There are many reasons why Abu Dhabi is special
Abu Dhabi excels in global index - here's why
Once again, the capital has emerged as a front-runner in a global index. According to the Ipsos Top Cities 2017 survey, Abu Dhabi has been rated second only behind New York, as one of the most popular cities worldwide based on a survey of 18,000 people in 26 countries. The index rated 60 cities on what it was like to live, work or visit them. In the process, Abu Dhabi beat such global heavyweights as Paris, London and Sydney.

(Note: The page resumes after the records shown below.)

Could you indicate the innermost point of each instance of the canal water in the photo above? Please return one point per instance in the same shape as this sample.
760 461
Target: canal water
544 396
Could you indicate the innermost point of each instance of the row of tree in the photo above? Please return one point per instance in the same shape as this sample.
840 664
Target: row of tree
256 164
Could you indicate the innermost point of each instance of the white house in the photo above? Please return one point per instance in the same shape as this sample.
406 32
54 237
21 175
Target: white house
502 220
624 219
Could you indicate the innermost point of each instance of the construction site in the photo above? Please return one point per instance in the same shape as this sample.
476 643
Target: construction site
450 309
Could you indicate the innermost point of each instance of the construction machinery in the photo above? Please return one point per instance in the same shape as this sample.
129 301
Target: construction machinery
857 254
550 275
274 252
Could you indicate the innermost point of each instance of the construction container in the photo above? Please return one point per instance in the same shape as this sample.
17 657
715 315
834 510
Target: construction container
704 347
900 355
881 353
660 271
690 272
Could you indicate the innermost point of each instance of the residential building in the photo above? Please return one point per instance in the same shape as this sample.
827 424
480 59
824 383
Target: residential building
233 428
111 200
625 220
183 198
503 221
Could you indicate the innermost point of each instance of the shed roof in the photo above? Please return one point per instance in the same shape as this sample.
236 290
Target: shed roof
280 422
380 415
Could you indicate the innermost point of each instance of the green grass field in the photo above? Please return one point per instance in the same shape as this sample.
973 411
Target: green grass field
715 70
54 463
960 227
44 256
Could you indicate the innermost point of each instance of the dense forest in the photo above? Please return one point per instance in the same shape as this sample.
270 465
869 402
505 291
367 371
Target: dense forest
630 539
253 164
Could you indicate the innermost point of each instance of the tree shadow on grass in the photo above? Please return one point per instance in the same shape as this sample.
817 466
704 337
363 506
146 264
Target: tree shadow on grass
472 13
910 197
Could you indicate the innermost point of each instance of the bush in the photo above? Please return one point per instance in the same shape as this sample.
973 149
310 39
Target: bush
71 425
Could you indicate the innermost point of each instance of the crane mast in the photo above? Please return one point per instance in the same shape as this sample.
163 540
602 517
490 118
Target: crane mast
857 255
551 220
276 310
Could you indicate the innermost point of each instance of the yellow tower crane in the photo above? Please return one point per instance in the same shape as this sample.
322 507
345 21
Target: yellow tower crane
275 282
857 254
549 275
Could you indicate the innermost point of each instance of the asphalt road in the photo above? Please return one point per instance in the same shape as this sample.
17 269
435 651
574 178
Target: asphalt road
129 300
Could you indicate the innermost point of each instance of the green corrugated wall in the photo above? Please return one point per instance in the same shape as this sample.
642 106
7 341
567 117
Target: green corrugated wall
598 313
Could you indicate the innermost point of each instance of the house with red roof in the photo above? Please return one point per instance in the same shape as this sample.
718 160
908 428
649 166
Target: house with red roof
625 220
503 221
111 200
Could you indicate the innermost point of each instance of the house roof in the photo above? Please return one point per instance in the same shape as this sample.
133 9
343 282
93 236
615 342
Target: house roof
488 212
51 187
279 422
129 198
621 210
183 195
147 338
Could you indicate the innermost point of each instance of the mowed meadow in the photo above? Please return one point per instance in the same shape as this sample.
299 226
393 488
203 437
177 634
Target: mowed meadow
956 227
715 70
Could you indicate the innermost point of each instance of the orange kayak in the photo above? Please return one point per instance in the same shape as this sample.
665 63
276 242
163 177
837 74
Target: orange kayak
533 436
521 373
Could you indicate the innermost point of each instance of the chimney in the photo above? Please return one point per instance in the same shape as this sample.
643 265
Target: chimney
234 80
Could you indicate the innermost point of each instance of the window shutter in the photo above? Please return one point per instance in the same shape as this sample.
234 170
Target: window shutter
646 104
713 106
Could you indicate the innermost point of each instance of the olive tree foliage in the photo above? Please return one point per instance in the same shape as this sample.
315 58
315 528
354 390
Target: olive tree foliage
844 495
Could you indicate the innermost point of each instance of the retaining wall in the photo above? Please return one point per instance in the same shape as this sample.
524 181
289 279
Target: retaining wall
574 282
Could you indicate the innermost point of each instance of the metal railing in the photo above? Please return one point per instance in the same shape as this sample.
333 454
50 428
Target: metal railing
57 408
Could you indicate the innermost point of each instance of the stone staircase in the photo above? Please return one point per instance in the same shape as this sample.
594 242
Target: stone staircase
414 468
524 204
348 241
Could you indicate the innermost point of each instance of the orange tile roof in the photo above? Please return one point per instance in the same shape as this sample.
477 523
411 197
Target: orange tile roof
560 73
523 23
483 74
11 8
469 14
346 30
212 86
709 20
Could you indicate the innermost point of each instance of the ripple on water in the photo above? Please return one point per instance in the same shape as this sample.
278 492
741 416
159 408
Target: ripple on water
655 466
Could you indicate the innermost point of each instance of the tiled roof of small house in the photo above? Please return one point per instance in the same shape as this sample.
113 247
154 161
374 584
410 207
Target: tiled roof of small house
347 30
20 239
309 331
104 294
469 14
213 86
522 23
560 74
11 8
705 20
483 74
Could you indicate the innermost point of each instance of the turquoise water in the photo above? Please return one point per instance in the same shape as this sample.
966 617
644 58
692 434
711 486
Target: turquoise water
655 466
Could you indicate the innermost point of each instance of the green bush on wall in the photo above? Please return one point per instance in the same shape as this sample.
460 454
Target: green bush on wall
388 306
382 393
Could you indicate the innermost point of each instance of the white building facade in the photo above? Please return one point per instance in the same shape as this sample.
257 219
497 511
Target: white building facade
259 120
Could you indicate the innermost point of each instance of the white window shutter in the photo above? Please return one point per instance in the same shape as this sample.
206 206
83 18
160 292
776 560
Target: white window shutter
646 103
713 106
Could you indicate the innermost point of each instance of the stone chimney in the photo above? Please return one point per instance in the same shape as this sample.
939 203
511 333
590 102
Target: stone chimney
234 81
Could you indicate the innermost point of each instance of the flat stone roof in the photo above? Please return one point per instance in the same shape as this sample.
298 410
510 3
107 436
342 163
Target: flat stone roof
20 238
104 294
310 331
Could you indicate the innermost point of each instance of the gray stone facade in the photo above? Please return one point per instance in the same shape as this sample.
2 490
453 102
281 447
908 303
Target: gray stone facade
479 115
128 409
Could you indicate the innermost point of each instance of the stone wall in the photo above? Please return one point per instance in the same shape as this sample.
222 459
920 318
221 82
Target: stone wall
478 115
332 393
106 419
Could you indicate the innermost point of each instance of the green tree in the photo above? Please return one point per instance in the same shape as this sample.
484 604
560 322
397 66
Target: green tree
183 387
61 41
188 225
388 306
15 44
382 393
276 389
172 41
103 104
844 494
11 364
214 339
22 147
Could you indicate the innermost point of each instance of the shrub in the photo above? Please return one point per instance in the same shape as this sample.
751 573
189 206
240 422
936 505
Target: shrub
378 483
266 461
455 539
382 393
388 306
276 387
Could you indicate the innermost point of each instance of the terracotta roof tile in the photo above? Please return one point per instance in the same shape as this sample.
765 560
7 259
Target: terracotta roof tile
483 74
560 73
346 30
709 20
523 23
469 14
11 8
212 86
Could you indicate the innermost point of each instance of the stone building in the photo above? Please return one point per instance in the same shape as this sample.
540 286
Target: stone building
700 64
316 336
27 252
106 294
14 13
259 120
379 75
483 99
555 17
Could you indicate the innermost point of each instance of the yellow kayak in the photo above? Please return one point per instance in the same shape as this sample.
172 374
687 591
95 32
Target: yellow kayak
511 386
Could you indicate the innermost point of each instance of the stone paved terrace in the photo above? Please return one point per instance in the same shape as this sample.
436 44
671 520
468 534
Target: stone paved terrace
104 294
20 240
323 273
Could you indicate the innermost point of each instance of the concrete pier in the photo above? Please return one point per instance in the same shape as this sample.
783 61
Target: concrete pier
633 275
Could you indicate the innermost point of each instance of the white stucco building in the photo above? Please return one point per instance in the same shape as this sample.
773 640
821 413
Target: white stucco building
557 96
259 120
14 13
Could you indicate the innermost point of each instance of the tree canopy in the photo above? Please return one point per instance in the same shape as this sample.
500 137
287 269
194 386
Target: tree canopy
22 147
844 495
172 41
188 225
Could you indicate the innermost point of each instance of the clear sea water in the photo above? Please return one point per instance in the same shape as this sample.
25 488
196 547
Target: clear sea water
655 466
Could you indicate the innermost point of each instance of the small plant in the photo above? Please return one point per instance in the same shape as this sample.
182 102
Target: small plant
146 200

It's not hard to work out what makes the city so special, as almost any resident will tell you. Despite some concerns about rising living costs, Abu Dhabi is safe, clean, easy to get around, is blessed with well-tended public spaces, modern shopping malls, great schools, well-maintained roads, a growing range of leisure and cultural attractions. And then there is the city's stunning architecture, the quiet beauty of the Corniche and the serene majesty of the Sheikh Zayed Grand Mosque. The list, if not quite endless, is certainly extensive.
What’s more, according to a report published in The National in April, the city was named the safest on the planet by an online crime index, making safety one of its biggest selling points, especially for families. And the already low crime rate continues to decline year after year, from 120 incidents for every 100,000 in 2011 to just 84 per 100,000 in the past two years. Strict cyber and social conduct rules have successfully acted as a deterrent, which helps explain the city’s popularity among families.
The ever-broadening range of attractions and cultural assets also holds some of the key to its success. While the soon to open Louvre Abu Dhabi has been the subject of worldwide fascination for years, other developments, such as Yas Island's theme parks and F1 track, have helped further broaden our appeal. As Saif Ghobash, director-general of the city’s Tourism Culture Authority, noted, “the rise of Abu Dhabi in this global ranking is testament to the ongoing efforts to establish the Emirate as not only a tourist destination of distinction, but a location that international communities want to work, live and do business in."
But there are other intangibles that should be taken into consideration too. Abu Dhabi and the UAE at large are beacons of tolerance, where a diverse array of cultures and religions co-exist under laws of equality and accountability. As Mr Ghobash put it, global cities would do well to take note of the multilateral policies that have made this city a success story.